Both chocolate-makers are confident boutique sellers have the edge over branded boxed chocolates.

“It’s a quality thing. When you compare the price of good quality hand-made chocolate, the chocolate stands up very well,” Ms Everipp says.

Mr Jordan agrees, saying women have higher expectations. “For Valentine’s, guys like to spend a bit more. If they turn up with the box of Cadbury’s, they’ll get shot.”  

According to Statistics NZ, boxed chocolates reach a price peak in July last year of $9.59. The more recent Food Price Index recorded an average price for boxed chocolates at $7.59.

It expects boxed chocolates sold in supermarkets, such as Cadbury and Lindt, will be discounted during Valentines.

“The general trend is that prices tend to be low in December months, come off special in January and are discounted again in February,” a spokeswoman says.

Valentine’s Day is a day of love but it is also a time for chocolate, which is also experiencing a medical renaissance of late.

Over recent years numerous medical studies have demonstrated that people who eat chocolate regularly experience health benefits.

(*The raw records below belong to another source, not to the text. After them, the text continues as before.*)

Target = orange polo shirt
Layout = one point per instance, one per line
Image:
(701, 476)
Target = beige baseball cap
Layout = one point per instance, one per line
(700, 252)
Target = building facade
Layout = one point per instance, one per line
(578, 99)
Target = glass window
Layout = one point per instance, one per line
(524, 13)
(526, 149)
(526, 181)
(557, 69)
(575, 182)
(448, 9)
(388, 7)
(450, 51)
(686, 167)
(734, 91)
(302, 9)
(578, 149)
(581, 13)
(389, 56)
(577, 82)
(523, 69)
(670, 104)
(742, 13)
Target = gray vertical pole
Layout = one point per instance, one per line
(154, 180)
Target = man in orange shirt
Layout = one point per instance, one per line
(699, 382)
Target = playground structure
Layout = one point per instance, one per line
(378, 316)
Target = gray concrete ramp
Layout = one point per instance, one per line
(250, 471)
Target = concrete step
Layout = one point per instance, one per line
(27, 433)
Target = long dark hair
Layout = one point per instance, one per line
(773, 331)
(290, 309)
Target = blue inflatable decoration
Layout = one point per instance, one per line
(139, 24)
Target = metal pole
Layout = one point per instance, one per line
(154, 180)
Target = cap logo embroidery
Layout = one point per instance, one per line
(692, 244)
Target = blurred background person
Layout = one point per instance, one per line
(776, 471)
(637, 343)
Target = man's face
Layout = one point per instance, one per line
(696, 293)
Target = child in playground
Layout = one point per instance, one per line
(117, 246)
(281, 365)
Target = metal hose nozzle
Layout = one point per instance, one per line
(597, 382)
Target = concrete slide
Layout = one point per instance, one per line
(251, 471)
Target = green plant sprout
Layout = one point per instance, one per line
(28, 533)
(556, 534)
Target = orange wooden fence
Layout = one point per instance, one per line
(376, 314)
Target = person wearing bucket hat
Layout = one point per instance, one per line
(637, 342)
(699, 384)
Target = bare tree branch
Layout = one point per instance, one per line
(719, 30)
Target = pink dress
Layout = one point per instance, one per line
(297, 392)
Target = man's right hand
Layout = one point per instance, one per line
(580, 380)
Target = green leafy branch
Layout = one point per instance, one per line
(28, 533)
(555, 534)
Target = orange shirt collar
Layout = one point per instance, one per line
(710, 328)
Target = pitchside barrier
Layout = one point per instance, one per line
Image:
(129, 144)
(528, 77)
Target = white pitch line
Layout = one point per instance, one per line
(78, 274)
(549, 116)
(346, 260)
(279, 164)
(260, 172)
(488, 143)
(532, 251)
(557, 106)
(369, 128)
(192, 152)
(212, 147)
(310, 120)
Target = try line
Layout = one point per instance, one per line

When given the choice, dark chocolate always comes out on top.

Not only is it a more potent source of antioxidants, it is lower in calories, has a more favourable glycemic index and is higher in fibre.

Although a healthy treat, chocolate still contains a fair amount of fat and sugar. A single serving also has a little caffeine, about 5%-10% that in a cup of drip coffee.

Five reasons to take a bite of chocolate:
1. Chocolate can make you a genius

A recent study demonstrated that countries whose populations ate more chocolate produced the most Nobel Prize winners. The researchers hypothesised that the beneficial effects of chocolate on brain function may explain this thoughtful observation.

2. Chocolate can help you do better math
A UK medical study revealed that students who regularly eat chocolate can subtract better than those who do not. Not only can chocolate help you balance your accounts but it will make you a hero to your kids when they need help with math homework.

3. Chocolate boosts your heart health
Several studies published over the past few years have demonstrated heart benefits. In the first, men surveyed who ate chocolate on a regular basis reduced their risk of a stroke by 20%. An Australian study revealed that men who ate chocolate on a regular basis (and a fair amount at that, about 3.5 ounces a day) had a decreased risk of heart attack. Another large medical review showed regular “users” of dark chocolate had less hypertension. In all cases, the benefits were most likely the result of the powerful antioxidants in the cocoa bean.

4. Chocolate is for happy babies
A Finnish study showed that mothers who ate chocolate on a daily basis while pregnant had babies who were less fussy, more likely to smile and laugh, and were just plain happier. Happy moms mean happy babies.

5. Chocolate is your perfect match
The melting temperature of chocolate is the same as the human body temperature. Coincidence? We think not. And just think of how happy you feel when you and chocolate have a delicious date.